Quite often you see or hear the phrase, “last but not least.” Well, I’m turning that on its head and I’m going to say last and definitely least. Not just least today. If there’s ever a contest for the worst song ever (and that sort of thing happens now and then) this song would have to be in contention.

Okay, there are worse songs out there but you’d have to have a good look at it nonetheless. It’s a song by PAUL EVANS whose most notable ditty before this one was Seven Little Girls (Sitting in the Back Seat). Remember that one? I sure do.

Paul Evans

Besides recording occasionally, Paul was a songwriter who had hits by the Kalin Twins (their most famous song), Elvis, Pat Boone, Jimmy Dean, Bobby Vinton and others.

Today’s is not so much a telephone song as an answering machine song, just like the previous one. However, it may be one of the first to use that device in a song.

For your delectation here is Hello, This is Joanie. I have seen the name also spelt Joni or Joannie. It doesn’t matter as they all sound the same.

♫ Paul Evans - Hello this is Joanie

Telephone


Posted by Ronni Bennett at 05:30 AM | Permalink | Email this post

Comments

This column is my Sunday morning inspiration and joy. I love the selections and the memories they bring back. Thanks so much.

For the younger elders here are a couple of well known telephone songs:

Tommie Tutone - 8675309/Jenny

Electric Light Orchestra -
Telephone Line

The telephone song from my ancient era was Glenn Miller's Pennsylvania 8-6500. That goes back to when you had to give an operator the number. No speed dial then.

A fine choice of songs. I especially enjoyed hearing Jim Croce again.

Thank you!

P.S. When I was under 6 years old, our phone number was 1111J.

Dear Peter,

Perhaps you are working on the assumption that there are not many Australians reading this blog... but how could you forget our recently gone-from-us Yorta Yorta man Jimmy Little with his huge hit, Royal Telephone.
http://en.wikipedia.org/wiki/Jimmy_Little

Oh, Peter, how could you not include poor Vicki Carr and her plaintive wail....

"Hello,hello, It must him. Oh please God, let it be him or I will die."

I felt so bad for Vicki I am still saying prayers for her
all these years later.

Do you know if he ever called?

Seriously, Peter, I love this column on Sunday. I really look forward to your selections.

Brigid, I wrote this a little time ago and thought of Jimmy's song but it was the one that fell off the end.
Nancy, I featured Vicki's song in one of my "years" columns, so decided not to use it. I can't remember which one and I could look it up but it would take some time as I'm travelling at the moment, in San Francisco visiting my sister.

Oops, sorry I forgot you Darlene, I have used Pennsylvania 6500 before, but quite a while ago now.
I try not to double up, but that doesn't always work.

Nancy...
Since it is difficult for Peter, I just checked on the Vicki Carr song. You will find it in year 1967, here.

Darlene...
Pensylvania 8.6500 is on Peter's Chattanooga Choo Choo post.

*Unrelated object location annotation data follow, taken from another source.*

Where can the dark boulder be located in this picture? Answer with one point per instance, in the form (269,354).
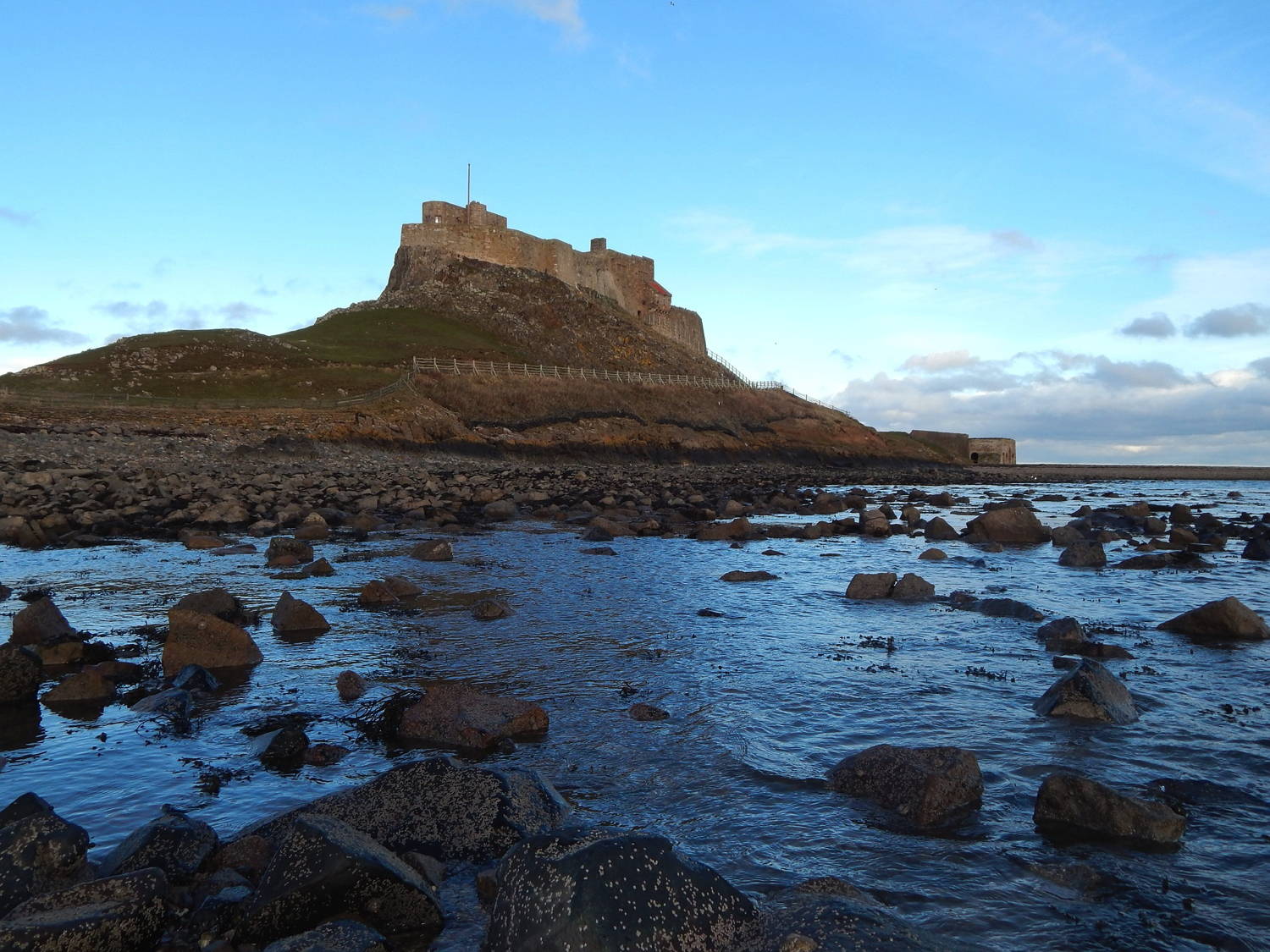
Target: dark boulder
(327,868)
(1089,692)
(1011,526)
(206,640)
(738,575)
(490,609)
(1076,806)
(1084,555)
(810,918)
(1062,635)
(937,530)
(38,852)
(455,713)
(20,674)
(870,586)
(41,624)
(284,550)
(338,936)
(647,713)
(172,842)
(220,603)
(116,914)
(912,588)
(439,807)
(292,614)
(1222,619)
(614,893)
(433,551)
(995,607)
(926,786)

My pick would have to be....
"Wichita Lineman" --
He gets his calls for free.
-----

Also, Peter do your and your assistant sing or play any music?

Got your instruments with you?
I play flute okay, and sing (but don't generally sing lead)

I heard you will be in the region sometime soon.,...

-steve

Oh, thank you, Ronni for looking up the Vicki Carr "It Must Be Him." epic soliloquy... But, my question still was not answered.

Does ANYBODY know if that SOB ever called?

No, he didn't call. He's obviously a cad and a bounder. Vicki's better off without him.